What's New in Data Pipelines (October 2023)

By Bethany Scott and Corinne Walker

Data Pipelines (beta) is a new data engineering and integration application that was released in ArcGIS Online in June 2023. The Data Pipelines development team has been listening closely to your feedback and have implemented new features based on your requests. New features include scheduled data pipeline workflows, and an easier way to configure the schema for delimited datasets. Keep reading to learn more!

Scheduled data pipelines

Data is constantly changing and growing. Working with the latest data can be critical in providing meaningful maps and dashboards, conducting accurate analysis, and making informed decisions. We’re excited to announce the ability to schedule data pipeline tasks so you can automatically keep your data up to date.

You can schedule data pipelines to run at specific intervals, such as every hour, at a certain time of day, or monthly. For example, let’s say your data pipeline ingests data from a public URL that updates every night at 6 pm. You can configure a task to run every day in the evening to update your feature layer with the newest data. You can use the Manage scheduling page to create, edit, and view tasks. For each task that is run, you can view results, the run duration, inspect any messages returned from the run, and more.

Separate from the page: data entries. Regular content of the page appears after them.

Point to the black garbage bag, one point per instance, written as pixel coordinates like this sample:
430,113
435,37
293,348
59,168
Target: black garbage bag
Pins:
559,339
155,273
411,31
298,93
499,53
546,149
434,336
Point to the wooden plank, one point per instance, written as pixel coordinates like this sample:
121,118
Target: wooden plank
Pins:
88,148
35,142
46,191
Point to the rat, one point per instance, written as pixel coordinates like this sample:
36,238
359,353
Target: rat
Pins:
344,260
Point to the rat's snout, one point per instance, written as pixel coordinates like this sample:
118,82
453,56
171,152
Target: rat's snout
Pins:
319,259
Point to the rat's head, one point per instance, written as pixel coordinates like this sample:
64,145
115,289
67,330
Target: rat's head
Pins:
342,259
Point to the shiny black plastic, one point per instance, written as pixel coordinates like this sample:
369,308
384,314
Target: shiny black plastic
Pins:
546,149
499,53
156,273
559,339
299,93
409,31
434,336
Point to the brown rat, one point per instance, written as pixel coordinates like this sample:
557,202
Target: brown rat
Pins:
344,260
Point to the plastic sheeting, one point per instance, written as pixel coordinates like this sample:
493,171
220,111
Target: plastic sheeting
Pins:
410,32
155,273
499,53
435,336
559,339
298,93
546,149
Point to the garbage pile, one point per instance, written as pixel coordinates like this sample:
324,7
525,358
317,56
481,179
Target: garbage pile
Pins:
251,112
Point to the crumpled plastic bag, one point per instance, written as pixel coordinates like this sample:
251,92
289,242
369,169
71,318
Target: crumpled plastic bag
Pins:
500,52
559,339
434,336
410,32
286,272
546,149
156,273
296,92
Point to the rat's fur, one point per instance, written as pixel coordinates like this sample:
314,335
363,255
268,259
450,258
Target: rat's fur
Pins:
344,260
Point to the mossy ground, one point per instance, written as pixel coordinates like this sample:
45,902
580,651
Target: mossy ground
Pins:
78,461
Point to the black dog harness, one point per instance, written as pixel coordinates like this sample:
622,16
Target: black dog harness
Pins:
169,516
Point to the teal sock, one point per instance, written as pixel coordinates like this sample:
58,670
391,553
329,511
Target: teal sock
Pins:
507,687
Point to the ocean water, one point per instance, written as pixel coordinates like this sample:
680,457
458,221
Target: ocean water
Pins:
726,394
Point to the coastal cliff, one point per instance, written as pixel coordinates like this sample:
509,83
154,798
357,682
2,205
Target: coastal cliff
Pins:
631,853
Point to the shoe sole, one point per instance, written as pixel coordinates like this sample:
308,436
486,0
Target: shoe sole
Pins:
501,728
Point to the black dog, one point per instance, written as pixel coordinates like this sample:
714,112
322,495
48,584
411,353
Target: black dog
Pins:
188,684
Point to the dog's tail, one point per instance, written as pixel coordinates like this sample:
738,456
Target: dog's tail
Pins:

Watch the video below for a quick tour of scheduling.

To learn more about scheduling, see the help topic Schedule a data pipeline task.

Schema configuration

Another new feature is the ability to configure the schema for datasets in CSV and other delimited formats. This gives you more control over your data and how you want to represent fields throughout your workflow and in the output feature layer or table. With the new experience for configuring schema, you can modify field names, field types, and choose which fields you want to include or exclude. You can return to the schema configuration dialog and modify these properties at any time.

Configure schema for delimited files in Data Pipelines.

For now, schema configuration is only available for delimited file formats, such as CSVs. Unlike other formats supported in Data Pipelines, delimited files do not have field types defined in the source dataset; schema configuration enables you to define the types in the Data Pipelines app. For all other dataset formats, you can continue to use the tool Update fields to modify field names and types, and the tool Select fields to exclude fields from your dataset.

General enhancements

In addition to scheduling and schema configuration, there are other new enhancements including:

Support for writing big integers and date only fields
A new option to calculate summary statistics in the Join tool
Improved error reporting
And more!

To learn more about the new features and enhancements in Data Pipelines, see the What’s New topic in the documentation.

More information

We want to hear from you! There is much more to come in future updates of Data Pipelines, and we value your feedback on what we should do next. Share your ideas or ask us a question in the Data Pipelines community.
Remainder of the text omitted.